By Jordan Vega · Republished 2026-05-16 · Originally reported by Richard Horgan on FishbowlLA, May 2012

In late May 2012, FishbowlLA tracked an Orange County Register write-up of Miles Corwin’s new novel Midnight Alley — the second in his Ash Levine detective series. Corwin, a former longtime LA Times crime reporter who had become a university professor, was building a second career as a crime-fiction novelist drawing on his decades of LAPD-beat experience.

Then

Miles Corwin had been one of the LA Times’s most-cited crime reporters across the 1990s. His non-fiction books — The Killing Season (1997) and And Still We Rise (2000) — had been substantial works of immersive long-form reporting.
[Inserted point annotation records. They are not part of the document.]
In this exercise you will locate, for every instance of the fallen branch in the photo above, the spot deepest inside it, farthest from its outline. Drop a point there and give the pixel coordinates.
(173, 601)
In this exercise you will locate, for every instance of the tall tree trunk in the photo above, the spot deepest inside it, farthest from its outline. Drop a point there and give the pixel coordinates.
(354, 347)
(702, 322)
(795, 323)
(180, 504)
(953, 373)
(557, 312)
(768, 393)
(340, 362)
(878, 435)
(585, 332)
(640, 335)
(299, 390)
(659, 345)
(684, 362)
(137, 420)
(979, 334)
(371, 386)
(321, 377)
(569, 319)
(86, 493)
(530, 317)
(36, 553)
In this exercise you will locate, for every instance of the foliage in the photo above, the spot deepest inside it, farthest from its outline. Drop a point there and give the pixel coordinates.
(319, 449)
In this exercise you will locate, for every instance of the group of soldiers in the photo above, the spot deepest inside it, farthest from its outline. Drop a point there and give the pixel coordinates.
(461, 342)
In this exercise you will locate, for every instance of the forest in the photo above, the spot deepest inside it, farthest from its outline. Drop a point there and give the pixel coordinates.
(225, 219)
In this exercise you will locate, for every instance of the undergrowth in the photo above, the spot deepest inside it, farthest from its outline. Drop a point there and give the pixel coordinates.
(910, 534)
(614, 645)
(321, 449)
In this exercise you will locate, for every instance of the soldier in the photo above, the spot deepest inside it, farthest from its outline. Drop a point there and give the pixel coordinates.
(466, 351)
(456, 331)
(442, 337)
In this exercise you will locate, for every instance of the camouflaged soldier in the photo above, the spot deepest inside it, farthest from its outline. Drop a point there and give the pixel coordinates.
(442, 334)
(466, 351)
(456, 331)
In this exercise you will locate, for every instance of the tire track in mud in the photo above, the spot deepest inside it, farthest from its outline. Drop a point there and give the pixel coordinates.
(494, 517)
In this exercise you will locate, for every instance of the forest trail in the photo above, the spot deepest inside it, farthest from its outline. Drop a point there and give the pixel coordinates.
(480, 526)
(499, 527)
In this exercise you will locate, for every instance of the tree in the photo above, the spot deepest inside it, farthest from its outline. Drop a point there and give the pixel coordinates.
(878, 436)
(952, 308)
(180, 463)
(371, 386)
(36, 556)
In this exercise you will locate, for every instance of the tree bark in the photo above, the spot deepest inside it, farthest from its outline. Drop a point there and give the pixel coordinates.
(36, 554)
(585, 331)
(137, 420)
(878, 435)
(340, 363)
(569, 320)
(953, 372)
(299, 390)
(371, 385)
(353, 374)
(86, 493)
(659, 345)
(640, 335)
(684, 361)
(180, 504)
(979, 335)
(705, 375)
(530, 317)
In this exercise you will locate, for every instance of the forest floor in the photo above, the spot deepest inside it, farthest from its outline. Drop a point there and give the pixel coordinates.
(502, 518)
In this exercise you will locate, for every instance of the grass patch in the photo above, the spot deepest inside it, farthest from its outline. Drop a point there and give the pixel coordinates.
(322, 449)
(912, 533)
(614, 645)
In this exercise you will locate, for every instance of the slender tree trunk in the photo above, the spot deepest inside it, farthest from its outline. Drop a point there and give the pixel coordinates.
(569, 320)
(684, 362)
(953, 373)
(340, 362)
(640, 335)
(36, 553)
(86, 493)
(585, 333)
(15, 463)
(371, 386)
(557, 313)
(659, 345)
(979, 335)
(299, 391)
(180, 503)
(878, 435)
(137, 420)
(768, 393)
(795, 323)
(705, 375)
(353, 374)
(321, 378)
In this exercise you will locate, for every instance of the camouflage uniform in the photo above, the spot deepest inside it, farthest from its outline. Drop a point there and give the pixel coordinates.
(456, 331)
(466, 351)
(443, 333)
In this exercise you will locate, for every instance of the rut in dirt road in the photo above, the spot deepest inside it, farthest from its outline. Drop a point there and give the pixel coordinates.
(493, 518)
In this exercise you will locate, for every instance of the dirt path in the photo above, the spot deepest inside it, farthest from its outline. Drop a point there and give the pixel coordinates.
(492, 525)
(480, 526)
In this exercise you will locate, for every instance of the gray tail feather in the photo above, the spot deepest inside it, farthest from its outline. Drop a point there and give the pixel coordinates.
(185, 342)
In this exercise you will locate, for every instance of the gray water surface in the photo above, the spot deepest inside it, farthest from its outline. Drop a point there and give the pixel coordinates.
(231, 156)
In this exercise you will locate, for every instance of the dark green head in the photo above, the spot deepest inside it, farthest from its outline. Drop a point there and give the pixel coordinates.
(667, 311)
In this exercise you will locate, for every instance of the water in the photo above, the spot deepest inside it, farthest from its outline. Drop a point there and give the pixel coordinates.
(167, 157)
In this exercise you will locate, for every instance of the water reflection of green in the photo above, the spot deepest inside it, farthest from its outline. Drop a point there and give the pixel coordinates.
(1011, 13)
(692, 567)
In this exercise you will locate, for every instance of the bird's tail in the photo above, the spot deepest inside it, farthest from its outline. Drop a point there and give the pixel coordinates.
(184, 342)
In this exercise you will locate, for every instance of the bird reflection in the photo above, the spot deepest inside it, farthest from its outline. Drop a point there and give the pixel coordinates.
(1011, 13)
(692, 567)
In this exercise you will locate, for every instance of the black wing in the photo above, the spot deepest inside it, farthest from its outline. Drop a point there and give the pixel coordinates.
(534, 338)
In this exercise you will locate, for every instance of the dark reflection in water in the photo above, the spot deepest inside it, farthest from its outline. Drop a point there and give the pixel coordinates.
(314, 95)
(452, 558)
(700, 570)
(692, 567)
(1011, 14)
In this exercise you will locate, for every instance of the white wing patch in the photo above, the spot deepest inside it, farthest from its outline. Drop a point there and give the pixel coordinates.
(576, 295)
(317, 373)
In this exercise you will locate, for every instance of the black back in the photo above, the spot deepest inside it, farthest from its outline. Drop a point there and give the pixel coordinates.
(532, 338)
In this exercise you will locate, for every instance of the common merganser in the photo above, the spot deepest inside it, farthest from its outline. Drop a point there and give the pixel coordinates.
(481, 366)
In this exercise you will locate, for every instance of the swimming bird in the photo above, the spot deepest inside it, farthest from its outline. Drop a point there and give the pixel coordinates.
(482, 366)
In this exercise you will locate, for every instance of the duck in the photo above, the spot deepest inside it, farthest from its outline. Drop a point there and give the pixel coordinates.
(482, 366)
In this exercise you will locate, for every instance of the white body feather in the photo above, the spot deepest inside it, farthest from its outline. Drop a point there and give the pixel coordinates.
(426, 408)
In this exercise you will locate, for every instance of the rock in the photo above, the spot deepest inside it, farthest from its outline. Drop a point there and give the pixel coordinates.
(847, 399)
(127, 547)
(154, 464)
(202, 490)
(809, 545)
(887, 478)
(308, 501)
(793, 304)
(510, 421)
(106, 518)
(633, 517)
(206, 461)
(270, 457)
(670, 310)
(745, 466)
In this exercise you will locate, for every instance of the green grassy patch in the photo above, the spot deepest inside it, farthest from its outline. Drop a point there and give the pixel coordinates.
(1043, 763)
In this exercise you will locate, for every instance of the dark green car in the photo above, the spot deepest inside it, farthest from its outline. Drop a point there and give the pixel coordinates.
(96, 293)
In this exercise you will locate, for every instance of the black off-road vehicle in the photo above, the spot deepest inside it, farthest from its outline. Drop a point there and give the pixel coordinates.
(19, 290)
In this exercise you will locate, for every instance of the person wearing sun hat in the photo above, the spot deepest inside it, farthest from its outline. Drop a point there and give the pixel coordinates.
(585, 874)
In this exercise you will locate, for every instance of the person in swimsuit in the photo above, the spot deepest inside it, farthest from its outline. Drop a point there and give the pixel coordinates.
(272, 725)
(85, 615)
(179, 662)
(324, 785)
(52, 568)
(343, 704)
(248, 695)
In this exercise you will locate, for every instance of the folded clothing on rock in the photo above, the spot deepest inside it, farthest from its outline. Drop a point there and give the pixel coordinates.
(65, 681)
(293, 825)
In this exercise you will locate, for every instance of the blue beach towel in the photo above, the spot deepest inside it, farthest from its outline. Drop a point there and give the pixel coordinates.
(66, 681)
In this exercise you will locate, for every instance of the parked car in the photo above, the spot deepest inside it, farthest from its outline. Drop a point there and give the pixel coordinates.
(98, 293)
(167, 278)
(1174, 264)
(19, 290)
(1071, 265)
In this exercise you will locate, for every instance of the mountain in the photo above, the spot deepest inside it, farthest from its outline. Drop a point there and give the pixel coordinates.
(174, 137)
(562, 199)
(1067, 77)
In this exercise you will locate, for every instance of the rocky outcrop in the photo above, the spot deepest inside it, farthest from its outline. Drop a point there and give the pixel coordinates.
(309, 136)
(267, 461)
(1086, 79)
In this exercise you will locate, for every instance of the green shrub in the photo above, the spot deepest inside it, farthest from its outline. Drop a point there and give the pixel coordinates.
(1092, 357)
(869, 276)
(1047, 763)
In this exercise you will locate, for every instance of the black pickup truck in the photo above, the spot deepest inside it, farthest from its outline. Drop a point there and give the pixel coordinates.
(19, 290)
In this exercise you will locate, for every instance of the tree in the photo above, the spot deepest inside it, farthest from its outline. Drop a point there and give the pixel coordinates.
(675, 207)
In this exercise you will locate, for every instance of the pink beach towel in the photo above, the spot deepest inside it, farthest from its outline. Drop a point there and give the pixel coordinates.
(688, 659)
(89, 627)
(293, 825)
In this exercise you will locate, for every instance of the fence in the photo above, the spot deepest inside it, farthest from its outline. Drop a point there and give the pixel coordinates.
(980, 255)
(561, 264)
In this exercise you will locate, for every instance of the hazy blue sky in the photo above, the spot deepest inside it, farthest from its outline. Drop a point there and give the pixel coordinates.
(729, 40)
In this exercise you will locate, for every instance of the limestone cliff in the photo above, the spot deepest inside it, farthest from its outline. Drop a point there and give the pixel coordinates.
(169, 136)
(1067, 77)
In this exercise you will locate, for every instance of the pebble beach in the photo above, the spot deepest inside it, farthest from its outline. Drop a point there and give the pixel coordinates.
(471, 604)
The Ash Levine series — featuring an LAPD homicide detective — was structurally a natural extension of his reporting career: decades of real LAPD-beat knowledge channeled into procedural detective fiction.

Now

Miles Corwin has continued the Ash Levine crime-fiction series. The broader category — LA-set crime fiction grounded in genuine LAPD knowledge — runs from Joseph Wambaugh through Michael Connelly and writers like Corwin.

The 2012 piece reads now as a small documented moment of the LA-crime-reporter-to-novelist trajectory.


Original report archived on the Wayback Machine.